Para especialistas e organizações que acompanham a discussão, a tese do marco temporal é injusta porque ignora as muitas perseguições vividas pelos povos indígenas ao longo da história do Brasil — perseguições que, em muitos casos, obrigaram essas populações a deixar seus territórios de origem. Ignora, também, o fato de que, até 1988, os indígenas eram tutelados pelo Estado brasileiro. Isso significa que não tinham autonomia para propor ações à Justiça. A Constituição de 1988 foi a primeira a reconhecê-los como sujeitos de direito.
O julgamento do Marco Temporal, além disso, coloca o Brasil sob escrutínio internacional.

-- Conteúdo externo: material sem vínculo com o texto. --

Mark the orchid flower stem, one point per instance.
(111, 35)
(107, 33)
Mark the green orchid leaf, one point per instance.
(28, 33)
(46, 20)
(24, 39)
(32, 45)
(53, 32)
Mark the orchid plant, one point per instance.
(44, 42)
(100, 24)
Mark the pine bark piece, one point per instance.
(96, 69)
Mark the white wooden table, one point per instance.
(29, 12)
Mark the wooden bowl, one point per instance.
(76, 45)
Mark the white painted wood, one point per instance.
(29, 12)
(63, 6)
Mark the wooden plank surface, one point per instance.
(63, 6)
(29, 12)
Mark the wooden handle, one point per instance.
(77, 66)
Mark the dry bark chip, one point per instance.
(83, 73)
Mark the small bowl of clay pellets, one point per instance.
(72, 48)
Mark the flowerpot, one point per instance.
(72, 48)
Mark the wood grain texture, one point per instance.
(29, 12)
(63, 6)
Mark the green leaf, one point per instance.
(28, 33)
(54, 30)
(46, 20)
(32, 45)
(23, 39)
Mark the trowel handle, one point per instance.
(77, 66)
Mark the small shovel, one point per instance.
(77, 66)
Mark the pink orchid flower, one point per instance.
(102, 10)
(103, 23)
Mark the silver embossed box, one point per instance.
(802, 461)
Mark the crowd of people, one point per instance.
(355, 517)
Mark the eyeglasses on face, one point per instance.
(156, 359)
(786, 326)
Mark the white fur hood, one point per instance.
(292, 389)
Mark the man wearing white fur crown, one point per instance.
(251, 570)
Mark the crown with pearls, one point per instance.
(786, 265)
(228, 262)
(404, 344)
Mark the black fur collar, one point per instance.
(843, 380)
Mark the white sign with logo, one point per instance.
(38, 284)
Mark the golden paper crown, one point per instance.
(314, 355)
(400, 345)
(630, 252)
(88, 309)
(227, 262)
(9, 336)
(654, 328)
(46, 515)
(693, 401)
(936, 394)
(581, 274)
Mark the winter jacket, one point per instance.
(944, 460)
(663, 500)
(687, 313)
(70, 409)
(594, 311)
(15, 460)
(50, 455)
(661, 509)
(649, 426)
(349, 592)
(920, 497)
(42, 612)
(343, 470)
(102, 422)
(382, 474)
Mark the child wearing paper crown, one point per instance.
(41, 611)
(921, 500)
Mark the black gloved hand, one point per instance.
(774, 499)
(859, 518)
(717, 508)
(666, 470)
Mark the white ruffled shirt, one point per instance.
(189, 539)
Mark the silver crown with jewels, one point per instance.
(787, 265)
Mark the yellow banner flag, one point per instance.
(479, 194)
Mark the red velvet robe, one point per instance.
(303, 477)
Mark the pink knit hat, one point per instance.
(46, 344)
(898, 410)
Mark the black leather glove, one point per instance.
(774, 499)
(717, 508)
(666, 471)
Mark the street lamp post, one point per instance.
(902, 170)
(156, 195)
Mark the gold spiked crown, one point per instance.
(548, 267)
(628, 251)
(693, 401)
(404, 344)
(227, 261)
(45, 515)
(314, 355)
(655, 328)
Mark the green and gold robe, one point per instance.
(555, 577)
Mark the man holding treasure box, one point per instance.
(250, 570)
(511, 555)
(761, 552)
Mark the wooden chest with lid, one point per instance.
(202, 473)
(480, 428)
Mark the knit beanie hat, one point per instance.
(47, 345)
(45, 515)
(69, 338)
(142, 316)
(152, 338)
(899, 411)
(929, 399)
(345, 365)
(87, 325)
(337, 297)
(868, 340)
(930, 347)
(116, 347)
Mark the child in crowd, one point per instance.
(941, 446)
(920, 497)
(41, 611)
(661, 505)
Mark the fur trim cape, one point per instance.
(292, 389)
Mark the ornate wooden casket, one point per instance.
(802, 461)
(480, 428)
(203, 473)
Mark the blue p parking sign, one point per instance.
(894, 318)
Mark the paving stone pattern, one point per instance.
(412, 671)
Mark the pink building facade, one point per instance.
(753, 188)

Em texto no portal UOL, o jornalista Jamie Chade lembrou que a Comissão Interamericana de Direitos Humanos (CIDH) pressiona pela derrubada da tese por entender que ela “contradiz as normas internacionais e interamericanas de direitos humanos, em particular a Convenção Americana sobre Direitos Humanos e a Declaração Americana sobre os Direitos dos Povos Indígenas”.
Se decidir pela derrubada definitiva do marco temporal, o STF pode, teoricamente, por fim aos processos judiciais que questionam o direito dos indígenas à terra. Seria um respiro bem-vindo, capaz de pacificar conflitos.